We ask: “What is the probability that at least two people in a group of \(k\) people share the same birthday?”
To answer this, we first consider the probability that no two people share a birthday:
For 2 people: \({365 \over 365} \cdot {364 \over 365}\)

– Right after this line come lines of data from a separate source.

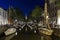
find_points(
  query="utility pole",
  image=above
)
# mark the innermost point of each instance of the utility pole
(46, 16)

For 3 people: \({365 \over 365} \cdot {364 \over 365} \cdot {363 \over 365}\)
etc.
This probability approaches 0 as \(k\) increases. Thus, we can answer our question as follows:
\[P(\text{same})=1-P(\text{different}) \Leftrightarrow P(A)=1- \frac{365 \cdot (365-1)\cdot...\cdot (365-n+1)}{365^n} \]Bernoulli Experiment
A Bernoulli experiment is a random experiment with exactly two possible outcomes: success or failure.
A common example is rolling a die. We are only interested in whether we roll a 6. That is, rolling a 6 is considered a success, while all other outcomes are grouped together as a failure.
Unlike a Laplace experiment, the probabilities of the outcomes do not necessarily have to be equal. In the example above, the probability of success is \(\frac{1}{6}\).